Mendicité

Comme le choléra ou la peste aux siècles jadis, notre époque souffre d’une nouvelle et curieuse épidémie : la mendicité. En des temps plus reculés, le manque d’hygiène corporelle favorisait la propagation des maladies ; aujourd’hui, c’est l’absence d’hygiène sociale qui contraint de plus en plus de laissés-pour-compte à avoir recours à la charité publique. Et le nombre de ces exclus ne cesse d’augmenter.

Mais qui sont-ils ces mendiants ? On a tant proclamé qu’ils sont une plaie, un fléau de notre société qu’on tient la chose comme démontrée. Eh bien, soit… ; la mendicité est un fléau. Mais à qui la faute ? Est-ce la faute du mendiant si sa condition est misérable, ou celle de nos compétents « représentants » ? Quoi, s’indignait Claude Tillier, vous avez privé la famille du mendiant de son patrimoine, et vous faites un crime qu’elle n’en a plus ! Vous l’avez battue, et vous lui reprochez ses plaies ! Les mendiants, c’est vous qui les faites ; et vous leur reprochez leur existence !
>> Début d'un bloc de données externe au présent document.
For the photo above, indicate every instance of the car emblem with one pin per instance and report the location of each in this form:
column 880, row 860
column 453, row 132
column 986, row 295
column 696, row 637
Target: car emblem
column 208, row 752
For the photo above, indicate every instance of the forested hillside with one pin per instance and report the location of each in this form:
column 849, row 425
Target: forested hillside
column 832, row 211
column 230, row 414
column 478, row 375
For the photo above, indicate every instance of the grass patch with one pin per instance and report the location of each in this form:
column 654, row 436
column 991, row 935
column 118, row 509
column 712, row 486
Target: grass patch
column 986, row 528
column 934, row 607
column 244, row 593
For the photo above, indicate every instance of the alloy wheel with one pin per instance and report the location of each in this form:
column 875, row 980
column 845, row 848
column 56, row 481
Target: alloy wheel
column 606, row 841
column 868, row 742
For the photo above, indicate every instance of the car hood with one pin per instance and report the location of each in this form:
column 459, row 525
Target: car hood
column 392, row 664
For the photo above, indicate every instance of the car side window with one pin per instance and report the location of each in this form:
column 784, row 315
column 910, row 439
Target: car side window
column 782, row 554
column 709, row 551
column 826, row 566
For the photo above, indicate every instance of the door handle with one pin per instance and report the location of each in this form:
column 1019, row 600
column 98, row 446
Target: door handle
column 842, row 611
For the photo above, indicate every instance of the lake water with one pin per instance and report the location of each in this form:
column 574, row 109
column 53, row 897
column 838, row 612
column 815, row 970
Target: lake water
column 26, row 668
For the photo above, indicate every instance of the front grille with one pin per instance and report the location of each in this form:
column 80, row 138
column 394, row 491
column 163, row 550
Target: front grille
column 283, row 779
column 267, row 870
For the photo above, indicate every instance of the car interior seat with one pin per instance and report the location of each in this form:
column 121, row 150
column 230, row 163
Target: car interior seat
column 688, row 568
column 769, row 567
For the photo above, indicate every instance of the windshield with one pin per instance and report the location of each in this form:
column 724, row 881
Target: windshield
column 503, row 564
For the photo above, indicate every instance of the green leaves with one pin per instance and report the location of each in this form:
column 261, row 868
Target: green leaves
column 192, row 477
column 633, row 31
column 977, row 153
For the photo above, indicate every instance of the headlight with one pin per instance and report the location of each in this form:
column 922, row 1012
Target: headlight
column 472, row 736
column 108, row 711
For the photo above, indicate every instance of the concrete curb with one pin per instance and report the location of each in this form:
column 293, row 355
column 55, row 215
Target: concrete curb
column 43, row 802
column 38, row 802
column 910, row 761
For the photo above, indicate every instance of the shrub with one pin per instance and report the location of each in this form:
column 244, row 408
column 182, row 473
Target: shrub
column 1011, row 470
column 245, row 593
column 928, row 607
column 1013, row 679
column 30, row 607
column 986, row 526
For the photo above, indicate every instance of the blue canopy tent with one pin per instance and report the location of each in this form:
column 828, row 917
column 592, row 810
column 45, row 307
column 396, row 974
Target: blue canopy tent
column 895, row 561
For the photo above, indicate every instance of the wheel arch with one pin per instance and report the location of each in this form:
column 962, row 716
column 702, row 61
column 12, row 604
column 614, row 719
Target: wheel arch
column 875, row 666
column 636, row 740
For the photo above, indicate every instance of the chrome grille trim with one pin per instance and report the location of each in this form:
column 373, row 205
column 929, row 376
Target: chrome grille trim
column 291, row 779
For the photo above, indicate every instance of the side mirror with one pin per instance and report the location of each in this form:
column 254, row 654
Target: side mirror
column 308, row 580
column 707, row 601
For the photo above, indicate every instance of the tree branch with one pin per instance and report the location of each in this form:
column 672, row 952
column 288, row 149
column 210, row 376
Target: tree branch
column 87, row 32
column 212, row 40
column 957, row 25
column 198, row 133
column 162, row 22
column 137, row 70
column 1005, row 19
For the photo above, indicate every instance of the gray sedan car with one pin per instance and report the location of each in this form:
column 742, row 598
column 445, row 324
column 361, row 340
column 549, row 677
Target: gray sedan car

Ce que la bourgeoisie reproche au mendiant, c’est non seulement sa pauvreté (il n’a pas « réussi », su se « débrouiller »), mais son prétendu parasitisme : il vit, sans rien faire, de la charité d’autrui. Mais, je vous le demande, qui cela gêne-t-il ? Personne que je sache, n’est obligé de lui faire l’aumône. Chacun est libre de donner ce qui lui convient ou de s’y refuser. Par conséquent, le mendiant ne dépend que de ceux qui consentent à l’aider et n’est pas à la charge des autres. « Son pain quotidien, dit encore C. Tillier, est composé d’une multitude de miettes, qui lui viennent il ne sait d’où. » Le mendiant n’est ni un exploiteur ni un être nuisible.

La mendicité légale

Il est en revanche une catégorie de mendiants qui, elle, est particulièrement nuisible, vorace et encombrante. C’est celle qui représente les différentes formes d’autorité : Etat, police, clergé, administration, etc.

Avec l’Etat, nous n’avons pas la faculté de nous soustraire à cette forme de mendicité (particulièrement exigeante) qui a nom « impôt ». L’Eglise (c’est-à-dire l’ensemble des différentes religions et sectes) n’a –t-elle pas de tout temps pratiqué la mendicité, accumulant par ce moyen des richesses incalculables ?

Combien de mendiants pourrait-on loger, nourrir, vêtir avec ce que coûte annuellement un soldat ? Mendiants aussi les femmes et hommes politiques qui, à chaque consultation électorale mendient les suffrages des citoyens. Et parasites (combien !) tous les improductifs dont l’aisance s’édifie sur le travail d’autrui. Pour tous ces gens-là, la mendicité (légalisée) est devenue un moyen d’accéder à un rang social privilégié.

N’est-il pas comique de voir des personnages n’ayant fait, dans leur existence, que quémander des prébendes, des privilèges, des sinécures et des honneurs, s’opposer avec indignation à la mendicité ?

Le travailleur que le chômage contraint à tendre la main dans la rue ne peut que se sentir humilié, blessé dans sa dignité d’homme de devoir sa subsistance à la charité d’autrui. « Je ne connais, affirmait Mirbeau, que trois manières d’exister dans la société : il faut être mendiant, voleur ou salarié. » Mais contrairement aux voleurs et « aux mendiants professionnels », les salariés, eux, n’ont pas choisi leur camp.

Dans la situation actuelle, interdire la mendicité, c’est se donner bonne conscience à peu de prix. Aujourd’hui des dizaines de personnes plantent une tente de fortune dans le bois de Vincennes, des centaines d’autres dorment sous les ponts…certaines d’entre elles ne peuvent trouver du travail car il leur faudrait une adresse et un logement qu’on ne peut obtenir qu’en travaillant. C’est le serpent qui se mord la queue.

Problème de société, la mendicité est la conséquence d’une organisation sociale viciée et incohérente. Ce n’est pas par des interdits et des exclusions qu’un tel problème pourra être résolu. Seule une transformation radicale des structures sociales permettrait de modifier les rapports humains et les mentalités. Remplacer l’hypocrisie de la charité par une réelle solidarité humaine, tel est précisément le but que se propose le projet libertaire.